INTERACT FORUM

Please login or register.

Login with username, password and session length
Advanced search  
Pages: [1]   Go Down

Author Topic: Removing all characters up to the first Capitalized word  (Read 710 times)

mvandyke

  • World Citizen
  • ***
  • Posts: 157
Removing all characters up to the first Capitalized word
« on: April 01, 2021, 01:19:14 pm »

Trying to figure out a way to remove all character up to the first capitalized word.  In all instances those variables to be removed would be numbers and spaces.

Here is an example:
1    National Education Week   
1. Moonshadow -
1. No One
10    I Have Dreams   
10. Try Sleeping With A Broken Heart
11    What's The Matter Here?   
11. Un-thinkable (I'm Ready)

I've looked at expressions for removeleft and removecharacters but can't seem to find the correct syntax.  Any help would be appreciated.

Thanks
Matt

Logged

hoyt

  • MC Beta Team
  • Citizen of the Universe
  • *****
  • Posts: 863
Re: Removing all characters up to the first Capitalized word
« Reply #1 on: April 01, 2021, 01:50:07 pm »

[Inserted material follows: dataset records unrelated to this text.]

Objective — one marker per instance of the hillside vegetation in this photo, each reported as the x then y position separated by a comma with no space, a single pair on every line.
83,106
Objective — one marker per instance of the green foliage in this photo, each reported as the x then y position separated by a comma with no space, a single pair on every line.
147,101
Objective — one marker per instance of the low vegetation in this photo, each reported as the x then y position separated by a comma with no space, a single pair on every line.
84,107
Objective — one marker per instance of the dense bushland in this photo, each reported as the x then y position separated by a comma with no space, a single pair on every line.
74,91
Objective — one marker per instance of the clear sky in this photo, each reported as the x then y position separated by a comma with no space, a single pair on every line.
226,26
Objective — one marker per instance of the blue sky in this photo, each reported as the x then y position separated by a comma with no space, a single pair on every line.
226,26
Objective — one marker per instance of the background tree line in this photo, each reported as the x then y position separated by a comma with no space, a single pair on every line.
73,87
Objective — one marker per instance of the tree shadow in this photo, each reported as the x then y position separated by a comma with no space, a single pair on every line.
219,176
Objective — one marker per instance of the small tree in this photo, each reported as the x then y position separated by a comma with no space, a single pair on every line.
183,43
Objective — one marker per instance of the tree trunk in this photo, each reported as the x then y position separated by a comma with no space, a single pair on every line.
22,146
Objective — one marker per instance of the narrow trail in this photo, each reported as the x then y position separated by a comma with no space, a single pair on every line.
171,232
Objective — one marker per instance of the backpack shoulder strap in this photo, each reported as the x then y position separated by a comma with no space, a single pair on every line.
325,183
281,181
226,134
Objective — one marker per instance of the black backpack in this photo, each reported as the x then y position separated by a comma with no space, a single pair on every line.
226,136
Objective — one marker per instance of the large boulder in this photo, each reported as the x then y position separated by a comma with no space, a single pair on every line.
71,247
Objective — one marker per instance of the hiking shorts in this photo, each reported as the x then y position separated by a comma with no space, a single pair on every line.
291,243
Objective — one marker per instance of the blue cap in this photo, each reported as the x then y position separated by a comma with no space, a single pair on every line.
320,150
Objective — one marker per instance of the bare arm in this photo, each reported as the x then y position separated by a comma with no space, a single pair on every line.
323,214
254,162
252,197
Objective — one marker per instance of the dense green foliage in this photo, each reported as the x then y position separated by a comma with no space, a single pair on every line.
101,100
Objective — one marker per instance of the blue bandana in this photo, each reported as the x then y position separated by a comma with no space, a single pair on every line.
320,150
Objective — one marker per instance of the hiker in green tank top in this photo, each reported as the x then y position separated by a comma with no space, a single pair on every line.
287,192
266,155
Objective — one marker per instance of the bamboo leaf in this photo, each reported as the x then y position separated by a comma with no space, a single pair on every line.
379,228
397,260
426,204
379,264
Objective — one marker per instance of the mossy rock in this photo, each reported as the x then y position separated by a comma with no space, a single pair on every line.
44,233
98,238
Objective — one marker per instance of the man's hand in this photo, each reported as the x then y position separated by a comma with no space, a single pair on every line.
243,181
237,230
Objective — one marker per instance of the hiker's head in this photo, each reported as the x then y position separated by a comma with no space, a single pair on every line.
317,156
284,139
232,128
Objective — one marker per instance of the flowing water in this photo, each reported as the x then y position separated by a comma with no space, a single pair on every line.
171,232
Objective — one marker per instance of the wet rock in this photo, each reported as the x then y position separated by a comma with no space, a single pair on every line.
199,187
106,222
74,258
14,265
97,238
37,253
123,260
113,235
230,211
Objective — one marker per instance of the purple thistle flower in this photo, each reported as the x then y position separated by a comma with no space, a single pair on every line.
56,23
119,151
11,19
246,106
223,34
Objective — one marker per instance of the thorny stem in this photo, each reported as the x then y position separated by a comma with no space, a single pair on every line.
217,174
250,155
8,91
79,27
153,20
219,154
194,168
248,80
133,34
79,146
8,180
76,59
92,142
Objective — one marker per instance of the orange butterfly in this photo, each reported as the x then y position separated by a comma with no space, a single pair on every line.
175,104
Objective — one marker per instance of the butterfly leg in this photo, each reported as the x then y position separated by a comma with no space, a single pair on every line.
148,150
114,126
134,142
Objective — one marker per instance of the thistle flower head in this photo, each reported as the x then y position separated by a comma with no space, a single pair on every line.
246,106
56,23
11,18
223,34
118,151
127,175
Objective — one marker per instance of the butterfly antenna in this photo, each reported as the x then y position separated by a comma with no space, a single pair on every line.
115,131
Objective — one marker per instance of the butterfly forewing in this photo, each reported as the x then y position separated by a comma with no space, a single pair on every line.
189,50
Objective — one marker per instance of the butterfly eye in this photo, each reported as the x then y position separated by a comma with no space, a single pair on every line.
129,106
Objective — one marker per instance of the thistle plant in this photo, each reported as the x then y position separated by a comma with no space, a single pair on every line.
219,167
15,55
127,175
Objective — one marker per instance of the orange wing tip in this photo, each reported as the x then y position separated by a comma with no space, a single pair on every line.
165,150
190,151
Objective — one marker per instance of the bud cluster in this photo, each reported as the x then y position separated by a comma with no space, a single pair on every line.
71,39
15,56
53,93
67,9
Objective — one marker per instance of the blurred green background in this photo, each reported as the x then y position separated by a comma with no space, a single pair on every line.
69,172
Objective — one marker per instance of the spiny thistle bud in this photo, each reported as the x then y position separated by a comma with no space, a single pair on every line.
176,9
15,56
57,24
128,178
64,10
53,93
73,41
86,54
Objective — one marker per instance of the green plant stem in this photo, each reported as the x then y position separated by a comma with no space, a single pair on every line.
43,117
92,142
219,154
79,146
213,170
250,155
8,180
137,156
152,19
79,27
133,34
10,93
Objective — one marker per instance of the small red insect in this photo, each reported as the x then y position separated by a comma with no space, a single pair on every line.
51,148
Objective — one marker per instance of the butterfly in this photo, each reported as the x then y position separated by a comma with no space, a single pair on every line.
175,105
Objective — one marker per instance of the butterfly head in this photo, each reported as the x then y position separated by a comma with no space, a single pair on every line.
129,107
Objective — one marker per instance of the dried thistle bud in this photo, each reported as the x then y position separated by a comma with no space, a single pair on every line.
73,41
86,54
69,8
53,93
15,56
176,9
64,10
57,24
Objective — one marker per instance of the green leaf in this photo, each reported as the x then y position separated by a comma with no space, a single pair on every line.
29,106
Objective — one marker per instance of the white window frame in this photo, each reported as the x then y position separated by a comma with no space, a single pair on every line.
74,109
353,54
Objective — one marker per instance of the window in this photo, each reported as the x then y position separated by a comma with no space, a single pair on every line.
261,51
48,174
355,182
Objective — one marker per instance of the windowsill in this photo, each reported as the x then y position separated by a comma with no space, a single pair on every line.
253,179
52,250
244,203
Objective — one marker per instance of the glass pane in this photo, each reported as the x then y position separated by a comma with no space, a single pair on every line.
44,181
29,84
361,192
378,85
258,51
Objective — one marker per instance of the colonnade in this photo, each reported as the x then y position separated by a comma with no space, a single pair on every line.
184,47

I'm by no means a regex expert, but I think looking into that will solve a situation like this.  Here's what I did quickly that worked on the few examples you provided:

Regex([field],/#(([A-Z]).*?.+(.\w|[[:punct:]]))#/,1,1)

I added that |[[:punct:]] because I assumed "11    What's The Matter Here?   " should be: "What's The Matter Here?"

Someone else may see a more efficient way, but that at least seemed to address the question.
Logged

mvandyke

  • World Citizen
  • ***
  • Posts: 157
Re: Removing all characters up to the first Capitalized word
« Reply #2 on: April 01, 2021, 03:03:08 pm »

I'm by no means a regex expert, but I think looking into that will solve a situation like this.  Here's what I did quickly that worked on the few examples you provided:

Regex([field],/#(([A-Z]).*?.+(.\w|[[:punct:]]))#/,1,1)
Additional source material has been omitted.